# Non-renewal of contract, debt...



## InaRealBind (Jun 17, 2018)

Hi all,

I am completely new to this forum and hoping someone may have some advice for a pretty dire situation.

My mother has been informed her contract is not being renewed - she has worked for the same place for 21 years and they informed her with only 2 months notice, instead of the stated 6 months and they informed her by email! They tell her it is because she is now 65 and must retire. The rules for this changed in February, but they waited until the end of May to inform her of this...She is finishing work in a few weeks and will then have a month to leave the country. After 21 years - and several cats to now find homes for because it's costs $17,000 to send one home - it's a huge shock.

This is upsetting and despicable enough by itself, but the worst of it is that she has large debts that were organised, by a major bank, to be paid off by 2021. They assumed also that she would get another contract. It's foolish and shortsighted and irresponsible and everything, I know, but there's no use in regrets now. Her company won't pay the end of service benefit until she gets a bank clearance - she can't pay the bank loans to get clearance without the EOSB...so, what are the options? Jail? Is that it? We can't find anyone in the family who can lend us the amount. An inheritance is supposed to be coming through from a house sale but has been delayed for years now by an ill family member who refuses to sell - recently it looked like progress was being made, but it's still likely months from actually paying out. 

She's going to throw herself on the mercy of her employers and try to beg them to pay her EOSB without the clearance, or to keep her employed until she can figure something else out. But time is running out and her employers have been extremely evasive so far.

Does anyone have any advice on this situation? Is my 65 year old mother with rheumatoid arthritis really going to end up in prison because of partly, her shortsightedness, but mostly the callousness of her employers and the inflexibility of the banks?


----------



## Stevesolar (Dec 21, 2012)

Hi,
As far as I know the payment of the EOSB is an obligatory part of the company’s responsibility when somebody leaves employment and there is no requirement for the employee to provide a bank clearance.
Your mothers bank situation is nothing to do with her employer.
It sounds like they are finding spurious excuses to wiggle out of paying what is owed.
Of course, once the bank sees a large amount entering the account - and if they suspect it is a final payment, they will often freeze the account if there are any liabilities.
Also, your mother must have known the UAE labour regulations and retirement age if she has lived here for so long - so the end of her employment should not come as any real surprise.
I would be surprised if it costs anything like $17,000 to send a cat home - more like 5000 AED max.
Cheers
Steve


----------



## InaRealBind (Jun 17, 2018)

Thanks for replying so quickly Steve.

Well, my mother didn't see this coming for one major reason: The retirement age was always flexible until now - she had colleagues who were renewed last year over the age of 65. She's known people continuing to work until 68 or more, which is what she planned on. Obviously the bank also understood it to be 68 because they loaned money to be paid off by then. It only changed in February and she didn't know about it until she requested an interview with the Director to explain why she had been let go. He also seemed perplexed by why she wasn't informed earlier...

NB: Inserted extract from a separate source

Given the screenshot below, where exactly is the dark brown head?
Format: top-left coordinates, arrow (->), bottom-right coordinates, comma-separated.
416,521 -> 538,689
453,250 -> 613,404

Also, at her work, she has always understood that EOSB only comes after bank clearance - she will certainly make a query about it, but that's the way it's been in the past. Now that I have looked through the Labor Law it seems you are right that they have no right to withhold her EOSB - thank you for pointing that out!

As for the cats, I have a quote of dhs17,000 for one cat to Australasia. It's very expensive. Shopping around might bring it down a few thousand, but not much more. 

Thank you so much for your reply and not being too judgemental - I appreciate it


----------



## sandypool (Sep 12, 2009)

There are some alrge companies mine included that won't release an EOSB to an overseas account without clearance from the UAE bank associated with pay. But if she asks for the EOSB to be paid into her UAE account I cannot see any reason to refuse. Plus she can then arrange the transfer home of any excess at a rate she can shop for. 

For the cat can I suggest Pets Go Global at the German vets in Khalifa City A... I have had many friends use them and I'd be surprised if 17k USD is the best they could do. Humans after all pay a lot less.

As for the retirement age we too have some chaps that were retained after 65 for their experience in a particular field but it isn't the norm ...I'm surprised then bank lent with those terms. 

Good luck.


----------